SVM example and parameter optimization through grid search

Here, we are taking a breast cancer dataset wherein we have classified according to whether the cancer is benign/malignant.

The following is for importing all the required libraries:

import pandas as pd
import numpy as np
from sklearn import svm, datasets
from sklearn.svm import SVC
import matplotlib.pyplot as plt
from sklearn.model_selection import train_test_split
from sklearn.model_selection import GridSearchCV
from sklearn.metrics import classification_report
from sklearn.utils import shuffle
%matplotlib inline

Now, let's load the breast cancer dataset:

BC_Data = datasets.load_breast_cancer()

The following allows us to check the details of the dataset:

print(BC_Data.DESCR)

This if for splitting the dataset into train and test:

X_train, X_test, y_train, y_test = train_test_split(BC_Data.data, BC_Data.target, random_state=0)

This is for setting the model with the linear kernel and finding out the accuracy:

C= 1.0
svm= SVC(kernel="linear",C=C)
svm.fit(X_train, y_train)
print('Accuracy-train dataset: {:.3f}'.format(svm.score(X_train,y_train)))
print('Accuracy- test dataset: {:.3f}'.format(svm.score(X_test,y_test)))

We get the accuracy output as shown:

Accuracy-train dataset: 0.967

Accuracy- test dataset: 0.958

Setting the model with the Gaussian/RBF kernel and accuracy is done like this:

svm= SVC(kernel="rbf",C=C)
svm.fit(X_train, y_train)
print('Accuracy-train dataset: {:.3f}'.format(svm.score(X_train,y_train)))
print('Accuracy- test dataset: {:.3f}'.format(svm.score(X_test,y_test)))

The output can be seen as follows:

Accuracy-train dataset: 1.000

Accuracy- test dataset: 0.629

It's quite apparent that the model is overfitted. So, we will go for normalization:

min_train = X_train.min(axis=0)
range_train = (X_train - min_train).max(axis=0)
X_train_scaled = (X_train - min_train)/range_train
X_test_scaled = (X_test - min_train)/range_train

This code is for setting up the model again:

svm= SVC(kernel="rbf",C=C)
svm.fit(X_train_scaled, y_train)
print('Accuracy-train dataset: {:.3f}'.format(svm.score(X_train_scaled,y_train)))
print('Accuracy test dataset: {:.3f}'.format(svm.score(X_test_scaled,y_test)))
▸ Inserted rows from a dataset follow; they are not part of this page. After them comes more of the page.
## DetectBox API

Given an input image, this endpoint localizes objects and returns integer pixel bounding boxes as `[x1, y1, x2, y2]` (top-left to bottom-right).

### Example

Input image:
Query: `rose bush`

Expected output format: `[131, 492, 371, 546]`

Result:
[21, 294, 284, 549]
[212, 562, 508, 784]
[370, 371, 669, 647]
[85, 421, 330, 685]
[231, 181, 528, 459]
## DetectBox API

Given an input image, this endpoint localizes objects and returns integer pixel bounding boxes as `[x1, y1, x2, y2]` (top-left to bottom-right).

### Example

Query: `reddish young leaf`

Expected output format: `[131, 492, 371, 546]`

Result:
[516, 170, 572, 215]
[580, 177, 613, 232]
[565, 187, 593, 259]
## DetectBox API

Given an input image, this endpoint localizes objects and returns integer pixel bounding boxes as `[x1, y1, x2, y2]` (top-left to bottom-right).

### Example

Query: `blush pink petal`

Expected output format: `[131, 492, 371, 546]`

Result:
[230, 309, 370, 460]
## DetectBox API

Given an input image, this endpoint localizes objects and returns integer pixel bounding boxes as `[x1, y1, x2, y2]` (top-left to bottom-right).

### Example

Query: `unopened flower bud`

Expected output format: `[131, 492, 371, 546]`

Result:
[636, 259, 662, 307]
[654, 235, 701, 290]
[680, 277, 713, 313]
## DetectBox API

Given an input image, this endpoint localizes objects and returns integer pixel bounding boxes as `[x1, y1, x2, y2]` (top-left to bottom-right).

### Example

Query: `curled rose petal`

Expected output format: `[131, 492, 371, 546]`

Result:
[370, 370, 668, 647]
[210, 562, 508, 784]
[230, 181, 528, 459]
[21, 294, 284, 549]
The following shows the output:

Accuracy-train dataset: 0.948

Accuracy test dataset: 0.951

Now, the overfitting issue cannot be seen any more. Let's move on to having an optimal result:

parameters = [{'kernel': ['rbf'],
 'gamma': [1e-4, 1e-3, 0.01, 0.1, 0.2, 0.5],
 'C': [1, 10, 100, 1000]},
 {'kernel': ['linear'], 'C': [1, 10, 100, 1000]}]
clf = GridSearchCV(SVC(decision_function_shape='ovr'), parameters, cv=5)
clf.fit(X_train, y_train)
print("Best parameters set found on development set:")
print()
print(clf.best_params_)
print()
print("Grid scores on training set:")
print()
means = clf.cv_results_['mean_test_score']
stds = clf.cv_results_['std_test_score']
for mean, std, params in zip(means, stds, clf.cv_results_['params']):
 print("%0.3f (+/-%0.03f) for %r"
 % (mean, std * 2, params))
print()

With the help of grid search, we get the optimal combination for gamma, kernel, and C as shown:

With the help of this, we can see and find out which combination of parameters is giving us the better result.

Here, the best combination turns out to be a linear kernel with a C value of 1.